Martha Franco says she hadn't really noticed the sharp drop in gasoline prices, even though the mother of three is always shuttling the kids around in her SUV. She has been paying closer attention to the soaring cost of meat instead.
"Meat and grains. Actually it seems like the price of everything is going up," Franco, 30, said following a visit to a Kmart discount store on the outskirts of Chicago, with her two youngest children and a bag of groceries in the shopping cart.
Retailers hoping for a lift to the year-end shopping season see promise in gas prices, which last week fell below $3.00 for the first time since 2010. Those savings, along with the effect of lower heating fuel, could amount to more than $2 billion extra per month for consumers, analysts calculate, enough to buy a lot of holiday gifts.
Franco's attitude is a reality check on those hopes, though: higher food costs are eating into or eclipsing savings from gasoline, and a $2 billion jump in spending could be a much smaller bump after food inflation is taken into account.
"People talk about gasoline prices but you can't look at them in isolation," said Craig Johnson, head of consultancy Customer Growth Partners (CGP). "We think the psychological effect of record food inflation, because it's a bigger part of the family budget, is a key behavioral driver here."
Food prices, which the U.S. Department of Agriculture predicts will rise 2.5 to 3.5 percent this year, is one of the main reasons CGP forecasts holiday spending to rise only 3.4 percent. Most other forecasts call for growth above 4 percent.
Johnson estimates higher food prices will likely swipe about $10 billion out of consumer wallets in November and December compared with a year earlier, double the $5 billion boost expected from cheaper gasoline.
Food accounts for three times more of household budgets than the amount spent at the pump, and he believes food inflation is currently higher than USDA forecasts, running at a clip of 5 percent.
The net impact of lower gas prices versus higher food costs will be felt most by lower income households, which on average own fewer automobiles, said IHS economist Chris Christopher.

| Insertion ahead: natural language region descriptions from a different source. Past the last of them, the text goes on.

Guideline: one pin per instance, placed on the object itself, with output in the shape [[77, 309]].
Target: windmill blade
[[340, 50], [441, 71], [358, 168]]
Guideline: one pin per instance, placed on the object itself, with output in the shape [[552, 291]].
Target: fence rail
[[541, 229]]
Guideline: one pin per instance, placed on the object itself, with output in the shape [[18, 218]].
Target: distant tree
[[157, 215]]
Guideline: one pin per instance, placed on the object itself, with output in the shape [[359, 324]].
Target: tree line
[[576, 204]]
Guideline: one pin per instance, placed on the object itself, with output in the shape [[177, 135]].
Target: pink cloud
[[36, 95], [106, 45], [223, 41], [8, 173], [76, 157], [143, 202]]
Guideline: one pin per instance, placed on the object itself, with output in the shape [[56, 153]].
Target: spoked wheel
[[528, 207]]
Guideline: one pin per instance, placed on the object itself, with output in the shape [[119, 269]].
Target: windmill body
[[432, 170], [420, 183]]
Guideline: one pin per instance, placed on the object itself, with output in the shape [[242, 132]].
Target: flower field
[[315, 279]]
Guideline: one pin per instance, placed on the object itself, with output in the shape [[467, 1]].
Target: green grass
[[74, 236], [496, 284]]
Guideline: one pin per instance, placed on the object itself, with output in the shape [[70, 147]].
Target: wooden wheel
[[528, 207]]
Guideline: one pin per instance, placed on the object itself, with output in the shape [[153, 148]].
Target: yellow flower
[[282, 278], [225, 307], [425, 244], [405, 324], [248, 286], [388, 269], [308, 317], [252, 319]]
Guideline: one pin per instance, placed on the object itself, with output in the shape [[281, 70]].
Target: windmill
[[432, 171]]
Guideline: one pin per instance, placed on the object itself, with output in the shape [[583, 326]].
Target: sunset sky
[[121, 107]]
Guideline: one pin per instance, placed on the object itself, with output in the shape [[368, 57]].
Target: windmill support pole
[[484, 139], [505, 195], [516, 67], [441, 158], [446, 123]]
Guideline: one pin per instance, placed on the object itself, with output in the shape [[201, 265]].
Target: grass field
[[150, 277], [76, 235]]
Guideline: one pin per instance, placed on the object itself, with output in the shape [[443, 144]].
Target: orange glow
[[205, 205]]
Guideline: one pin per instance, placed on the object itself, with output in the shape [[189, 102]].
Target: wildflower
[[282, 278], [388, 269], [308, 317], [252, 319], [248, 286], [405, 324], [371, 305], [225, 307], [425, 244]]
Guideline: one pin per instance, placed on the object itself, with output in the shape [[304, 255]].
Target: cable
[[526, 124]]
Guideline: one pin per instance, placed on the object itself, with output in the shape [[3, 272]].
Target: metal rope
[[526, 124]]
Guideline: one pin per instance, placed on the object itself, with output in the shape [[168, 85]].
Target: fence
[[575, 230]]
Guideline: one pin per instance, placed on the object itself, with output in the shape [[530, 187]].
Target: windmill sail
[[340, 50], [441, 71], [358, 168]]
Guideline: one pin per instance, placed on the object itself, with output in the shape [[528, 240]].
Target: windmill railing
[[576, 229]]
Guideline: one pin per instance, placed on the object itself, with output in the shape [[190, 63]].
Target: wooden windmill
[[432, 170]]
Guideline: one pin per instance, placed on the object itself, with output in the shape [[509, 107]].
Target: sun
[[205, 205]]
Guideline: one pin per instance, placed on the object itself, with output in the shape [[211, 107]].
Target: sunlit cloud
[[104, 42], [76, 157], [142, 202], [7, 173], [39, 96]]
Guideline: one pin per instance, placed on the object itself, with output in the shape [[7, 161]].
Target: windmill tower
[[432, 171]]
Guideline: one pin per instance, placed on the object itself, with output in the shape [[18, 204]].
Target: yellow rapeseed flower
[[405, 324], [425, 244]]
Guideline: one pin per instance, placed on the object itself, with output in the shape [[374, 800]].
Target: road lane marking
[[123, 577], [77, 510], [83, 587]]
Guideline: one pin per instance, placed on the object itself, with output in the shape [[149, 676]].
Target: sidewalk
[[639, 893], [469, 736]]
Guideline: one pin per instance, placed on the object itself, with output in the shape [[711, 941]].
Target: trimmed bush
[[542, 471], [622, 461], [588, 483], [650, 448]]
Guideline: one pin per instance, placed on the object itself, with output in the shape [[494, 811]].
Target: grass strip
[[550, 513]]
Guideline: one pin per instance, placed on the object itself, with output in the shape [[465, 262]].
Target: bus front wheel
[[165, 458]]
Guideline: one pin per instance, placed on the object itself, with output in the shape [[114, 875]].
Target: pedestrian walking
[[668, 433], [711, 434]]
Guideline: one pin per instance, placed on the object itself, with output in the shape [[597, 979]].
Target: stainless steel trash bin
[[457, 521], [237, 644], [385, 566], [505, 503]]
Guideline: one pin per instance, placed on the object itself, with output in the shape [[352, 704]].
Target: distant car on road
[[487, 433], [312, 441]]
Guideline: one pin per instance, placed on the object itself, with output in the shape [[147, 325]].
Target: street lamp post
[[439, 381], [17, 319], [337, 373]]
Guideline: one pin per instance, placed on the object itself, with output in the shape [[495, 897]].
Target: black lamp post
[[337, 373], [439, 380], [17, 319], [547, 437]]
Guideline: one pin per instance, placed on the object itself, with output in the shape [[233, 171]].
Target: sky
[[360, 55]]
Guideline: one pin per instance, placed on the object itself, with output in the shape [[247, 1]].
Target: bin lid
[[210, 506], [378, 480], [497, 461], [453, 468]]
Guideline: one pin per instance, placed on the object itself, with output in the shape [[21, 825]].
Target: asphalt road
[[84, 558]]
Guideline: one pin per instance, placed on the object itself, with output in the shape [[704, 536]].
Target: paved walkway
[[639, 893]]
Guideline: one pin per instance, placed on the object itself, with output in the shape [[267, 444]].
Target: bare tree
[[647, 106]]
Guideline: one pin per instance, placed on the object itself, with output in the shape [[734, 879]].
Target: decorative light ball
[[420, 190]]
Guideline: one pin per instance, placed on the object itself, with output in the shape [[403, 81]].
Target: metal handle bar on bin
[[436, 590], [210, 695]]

Assuming the same amount of gas was bought both years, Christopher estimated consumers saved about $1.6 billion from lower gas prices in October versus the same month last year, while laying out $3.3 billion more on food.
"Remember everyone eats, but not everyone drives a car," Christopher said.
Fortunately for retailers, the fall in gas prices gathered steam and outstripped food inflation in the last month, leaving consumers with net savings of $760 million in October, compared with September, Christopher said.
The caution about food prices is not universal. Joseph LaVorgna, chief U.S. economist at Deutsche Bank, estimated a penny saved at the pump provides a $1 billion boost to consumers and that lower gas prices would have a broad, positive effect on the economy, even accounting for food prices.
With gas trading at about 27 cents per gallon lower than last year, that translates into annualized savings of $27 billion.
Still, retailers which offer gas, food as well as other items may be the best positioned, according to the companies themselves and analysts.
Same store sales results by apparel and teen apparel retailers, especially Gap Inc, were among the biggest disappointments in October, according to Thomson Reuters data, while Costco Wholesale Corp did better than expected.
Wal-Mart told investors last month that lower gas prices should help its business. On Thursday, citing fuel prices, Wells Fargo raised its earnings targets for convenience store chains Casey General Stores, The Pantry Inc and CST Brands, all three of which deal in groceries and sell gasoline.
"Consumers only have so much money in their budget and when a commodity like fuel goes down in price, it has historically created 'space' for us to compete for a higher spend inside the store," a CST official told Reuters.
Sears Holdings said that it too could benefit, noting shoppers at its Kmart chain were more sensitive to changes in gasoline and other prices.
The fall in gas prices "will hopefully give them added shopping confidence heading into the holiday season," said Imran Jooma, executive vice president of the holding firm.
But standing outside the Chicago area Kmart, shopper Franco did not display such confidence.
"Everything is so expensive and my husband's salary has not increased," she said.